Cependant, ce barrage informatique n’est pas sans faille et suscite des questionnements quant à sa réelle efficacité. Frédéric Laurent, directeur du cabinet de recrutement français e-Consulting RH, a effectivement testé une dizaine d’ATS et a constaté que seuls quatre d’entre eux tenaient compte des termes associés aux mots-clés. Autrement dit, la plupart des robots recruteurs éliminent d’office tous les CV dans lesquels les mots-clés précis ne se retrouvent pas. Cela va aussi loin qu’une simple neutralité des mots, par exemple s’il est indiqué « directrice commerciale» à la place de « directeur commercial». Ou bien si on trouve sur un CV le nom de l’établissement qu’a fréquenté le candidat plutôt que la mention « école de mécanique », un ATS ne pourra pas deviner que le lieu correspond adéquatement à la recherche. Même chose si le candidat indique qu’il a un DEC plutôt qu’un AEC.

Bref, un logiciel ATS ne pourra pas réagir comme le ferait un recruteur humain et pénalisera des candidats qui auraient pourtant correspondu au profil recherché. 

Le syndrome des CV parfaits

Une étude effectuée par Harvard Business School aux États-Unis, au Royaume-Uni et en Allemagne a déduit que les logiciels de recrutement auraient jusqu’à maintenant rejeté des millions de CV qui auraient pu correspondre à des postes à combler. En effet, dès que le candidat ne remplit pas parfaitement les qualifications (diplômes, âge, etc.) et les expériences exigées, l’ATS va le rétrograder. Ainsi, les parcours atypiques, les autodidactes, les seniors, les anciens combattants, les personnes handicapées ou encore les personnes ayant des casiers judiciaires se trouvent injustement éliminés par cette trieuse numérique.     

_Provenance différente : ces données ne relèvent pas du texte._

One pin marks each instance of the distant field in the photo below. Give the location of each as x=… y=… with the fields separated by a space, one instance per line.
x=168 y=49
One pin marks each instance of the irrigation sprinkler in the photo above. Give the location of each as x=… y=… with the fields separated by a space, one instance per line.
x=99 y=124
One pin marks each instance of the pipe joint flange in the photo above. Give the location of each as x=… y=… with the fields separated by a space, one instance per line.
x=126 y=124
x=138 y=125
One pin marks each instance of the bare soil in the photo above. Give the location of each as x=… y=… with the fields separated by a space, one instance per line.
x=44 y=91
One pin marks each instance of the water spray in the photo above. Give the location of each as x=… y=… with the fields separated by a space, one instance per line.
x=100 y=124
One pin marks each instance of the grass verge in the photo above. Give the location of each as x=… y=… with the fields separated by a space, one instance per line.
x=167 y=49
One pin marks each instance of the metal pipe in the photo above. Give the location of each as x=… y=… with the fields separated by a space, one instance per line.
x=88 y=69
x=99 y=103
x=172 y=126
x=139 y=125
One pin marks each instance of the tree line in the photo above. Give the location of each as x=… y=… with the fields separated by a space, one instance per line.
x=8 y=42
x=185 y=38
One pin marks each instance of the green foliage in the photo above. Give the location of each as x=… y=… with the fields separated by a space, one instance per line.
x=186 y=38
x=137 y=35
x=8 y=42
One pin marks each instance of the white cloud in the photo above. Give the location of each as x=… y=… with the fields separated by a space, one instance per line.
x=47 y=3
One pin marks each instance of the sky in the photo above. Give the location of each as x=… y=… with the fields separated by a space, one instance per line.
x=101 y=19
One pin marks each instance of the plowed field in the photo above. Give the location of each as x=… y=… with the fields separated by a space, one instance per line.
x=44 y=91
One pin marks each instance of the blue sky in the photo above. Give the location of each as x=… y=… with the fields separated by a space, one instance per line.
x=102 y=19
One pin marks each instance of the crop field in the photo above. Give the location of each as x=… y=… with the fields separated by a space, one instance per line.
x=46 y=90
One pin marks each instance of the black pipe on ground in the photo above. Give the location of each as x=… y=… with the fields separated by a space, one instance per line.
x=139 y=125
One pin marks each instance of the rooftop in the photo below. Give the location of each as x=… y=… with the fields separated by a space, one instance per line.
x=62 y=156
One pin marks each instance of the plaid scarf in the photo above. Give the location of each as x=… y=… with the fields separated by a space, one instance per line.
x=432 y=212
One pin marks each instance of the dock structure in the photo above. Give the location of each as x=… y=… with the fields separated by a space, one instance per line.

Même échec également quand le CV reçu a un trou, c’est-à-dire une période au cours de laquelle le candidat n’a pas été sur le marché du travail. Pis encore, plusieurs ATS sont discriminants ! L’outil de filtrage du logiciel de recrutement d’Amazon aurait par exemple privilégié les mots clés principalement utilisés au masculin, ce qui ne laissait quasiment aucune chance aux candidates d’être sélectionnées. 

En revanche, certains petits malins arrivent à manipuler cette faiblesse de programmation à leur avantage. Si le poste exige par exemple une expérience dans un organisme financé par des bailleurs de fonds, le candidat peut le mentionner dans son CV même s’il ne l’a pas réellement… et il aura de ce fait un avantage sur d’autres candidats plus expérimentés que lui ! 

Finalement, en matière de recrutement, il semble que pour l’instant, aucun logiciel n’arrive à compétitionner avec des humains. Peut-être l’IA qu’on y introduit pourra-t-elle un jour parvenir à discerner et à apprécier les inférences dans un CV, mais il vaut mieux dans l’attente y réfléchir à deux fois avant d’investir dans ce genre d’outils.